Since the advent of AlexNet consisting of multiple convolution layers, there have been many studies on the structure of deep learning models.
For example, Google Inception used a method of increasing efficiency per parameter by creating and concatenation of convolution layers with different kernel sizes such as 3×3, 5×5, 7×7, etc., and Microsoft ResNet used skip connection, In other words, by creating one more data path that does not go through the convolution layer and adding it to the result of passing through the convolution layer, gradient vanishing is prevented even in a complex structure with thousands or more layers. Both of these methods are simple and efficient, so they are actively used to design other deep learning models.
On the other hand, although the approach is different, a technique called depthwise separable convolution was used in Google MobileNet and Xception in order to reduce the complexity while increasing the performance per parameter, and in ShuffleNet, the complexity was reduced by adding a randomly shuffling layer.
However, in the case of inception, the combination of 3×3, 5×5, and 7×7 kernels is mathematically a subset of the use of only 7×7 kernels, so it is meaningful in reducing complexity rather than improving model expression. In fact, compared to using one kernel, there are many data paths, so the speed improvement is not significant compared to reducing the number of parameters. This is the same with depthwise separable convolution. In the case of depthwise convolution, which is a form of group convolution, it can be seen as a combination of 2D convolution and 1D convolution. In this case, the number of parameters decreases drastically compared to using 3D convolution, but performance after actual implementation The improvement is not very large. This can be seen as a decrease in efficiency from decomposing one parallel operation into two operations.
In the case of ResNet, there have been many sub-studies on why learning works well. Analysis that the modeling of the residual signal with relatively reduced variation can be more effective because adding the signal that has passed through the convolution layer and the signal that is not is similar to decomposing the original signal into a predicted value and a residual signal (increasing modeling power). On the other hand, there were opinions that it was simply a form of ensemble (learning technique) after learning by dividing multiple layers into smaller layers. To further explain, in the latter case, the use of skip connection can actually play a role of skipping one convolution layer, resulting in an effect of reducing the number of layers.
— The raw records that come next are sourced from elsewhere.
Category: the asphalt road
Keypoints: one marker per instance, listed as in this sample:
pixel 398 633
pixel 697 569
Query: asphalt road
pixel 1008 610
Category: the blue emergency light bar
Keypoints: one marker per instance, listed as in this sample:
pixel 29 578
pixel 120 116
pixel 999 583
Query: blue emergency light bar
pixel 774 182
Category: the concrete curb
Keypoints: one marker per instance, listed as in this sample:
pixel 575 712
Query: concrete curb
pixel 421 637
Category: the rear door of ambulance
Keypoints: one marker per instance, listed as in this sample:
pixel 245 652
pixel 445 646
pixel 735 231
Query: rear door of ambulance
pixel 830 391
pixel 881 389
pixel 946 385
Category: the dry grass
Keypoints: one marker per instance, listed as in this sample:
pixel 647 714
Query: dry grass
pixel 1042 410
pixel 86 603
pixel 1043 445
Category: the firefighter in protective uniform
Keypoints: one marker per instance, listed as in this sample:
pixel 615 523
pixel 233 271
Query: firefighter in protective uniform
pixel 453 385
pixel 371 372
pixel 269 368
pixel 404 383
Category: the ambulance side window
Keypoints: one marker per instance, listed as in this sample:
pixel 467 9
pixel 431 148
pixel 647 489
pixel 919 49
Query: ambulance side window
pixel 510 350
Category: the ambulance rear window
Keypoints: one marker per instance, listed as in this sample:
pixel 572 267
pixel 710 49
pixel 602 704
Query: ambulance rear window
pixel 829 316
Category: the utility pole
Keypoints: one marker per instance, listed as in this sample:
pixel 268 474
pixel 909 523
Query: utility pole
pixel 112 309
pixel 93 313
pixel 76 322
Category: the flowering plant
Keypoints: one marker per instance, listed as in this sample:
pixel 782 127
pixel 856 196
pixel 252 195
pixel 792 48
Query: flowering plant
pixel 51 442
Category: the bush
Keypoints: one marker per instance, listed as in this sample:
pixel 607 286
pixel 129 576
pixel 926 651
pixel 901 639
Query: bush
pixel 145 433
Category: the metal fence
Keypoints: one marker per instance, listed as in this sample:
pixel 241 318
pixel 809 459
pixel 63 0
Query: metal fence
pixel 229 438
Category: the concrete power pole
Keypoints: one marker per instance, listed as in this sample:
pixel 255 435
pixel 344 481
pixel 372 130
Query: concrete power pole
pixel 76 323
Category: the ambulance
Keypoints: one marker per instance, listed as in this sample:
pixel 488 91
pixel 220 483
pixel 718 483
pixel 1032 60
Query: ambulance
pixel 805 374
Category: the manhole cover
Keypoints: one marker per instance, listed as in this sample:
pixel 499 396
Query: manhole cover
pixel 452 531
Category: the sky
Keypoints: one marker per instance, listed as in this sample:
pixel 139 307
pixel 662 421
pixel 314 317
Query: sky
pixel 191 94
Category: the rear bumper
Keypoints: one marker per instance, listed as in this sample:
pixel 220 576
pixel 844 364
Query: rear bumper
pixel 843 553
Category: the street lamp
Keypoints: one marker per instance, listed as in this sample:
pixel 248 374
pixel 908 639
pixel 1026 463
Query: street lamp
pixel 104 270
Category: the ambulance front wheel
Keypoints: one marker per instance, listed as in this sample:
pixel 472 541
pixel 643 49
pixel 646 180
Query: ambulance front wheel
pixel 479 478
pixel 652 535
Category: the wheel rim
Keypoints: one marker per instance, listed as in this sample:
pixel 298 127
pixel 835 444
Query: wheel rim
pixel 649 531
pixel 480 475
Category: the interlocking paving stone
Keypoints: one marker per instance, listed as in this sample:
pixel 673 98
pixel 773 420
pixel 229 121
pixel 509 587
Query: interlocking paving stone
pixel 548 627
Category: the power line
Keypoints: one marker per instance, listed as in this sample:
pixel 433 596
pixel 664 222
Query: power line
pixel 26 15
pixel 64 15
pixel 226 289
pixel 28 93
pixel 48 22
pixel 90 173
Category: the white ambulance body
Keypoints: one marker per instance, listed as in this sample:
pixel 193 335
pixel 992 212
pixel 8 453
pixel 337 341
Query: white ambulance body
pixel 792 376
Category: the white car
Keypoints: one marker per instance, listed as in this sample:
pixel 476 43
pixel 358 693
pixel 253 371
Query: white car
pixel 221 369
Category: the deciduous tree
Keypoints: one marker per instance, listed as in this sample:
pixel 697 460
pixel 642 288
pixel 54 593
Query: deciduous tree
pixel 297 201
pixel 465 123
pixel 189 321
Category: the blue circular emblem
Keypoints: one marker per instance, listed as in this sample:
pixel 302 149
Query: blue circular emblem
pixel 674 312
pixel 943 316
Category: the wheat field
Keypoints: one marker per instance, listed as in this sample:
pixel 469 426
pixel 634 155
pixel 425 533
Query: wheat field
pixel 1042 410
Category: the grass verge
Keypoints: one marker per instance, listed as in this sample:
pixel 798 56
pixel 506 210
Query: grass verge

Personally, my experience of continuously observing the change of weight while training a deep learning model of the ResNet series was similar. In other words, skip connection is used more in the early stage of learning, but as the learning progresses gradually, the role of skip connection decreases. In addition, in the learning stage, ResNet is used, but after the learning is completed, I have seen a case where skip connection is removed and a few epochs are further trained to achieve similar performance.
The authors of RepVGG tried to increase the performance with only the convolution layer without using multiple data paths and complex structures such as Inception or Residual Network. What's interesting about this attempt is to use the model structure differently in the learning and inference stages. The following is the picture included in the paper:
In general, ResNet repeats the Input-Relu-Conv-Output combination, which uses a method of aligning the dimensions with 1×1 convolution and then adding it to the output. There is a nonlinear function, Relu, between Input and Output. In contrast, RepVGG divides Conv itself, which is a linear operation step, into multiple data paths. Each divided path is composed of convolutions with various kernels such as 3×3 convolution and 1×1 convolution. It is said that learning was performed well without gradient vanishing problem, and was able to have better performance compared to existing models such as ResNet.
Note that since only the linear operation step is divided into several data paths, these data paths can be combined into one convolution by simple calculation after training is complete. The authors of RepVGG named this structural re-parameterization, and after this process, it eventually converges with one simple convolution operation, which can be used in the inference stage. In RepVGG, as a result, only 3×3 convolution was used, and because skip connection was not used, it was expressed as VGG-like. The result of this implementation has a simple data path and is advantageous for hardware implementation. As a result of the actual experiment, even when it is run by software, it is much faster and has better performance than ResNet.
The above results suggest that Residual Network is not a technology for improving model expression, but a technology for improving ease of learning. Of course, that doesn't mean that Residual Network is not a useful technology, but the experimental results of RepVGG are more interesting in that we could understand the role of skip connection more clearly. RepVGG share on github.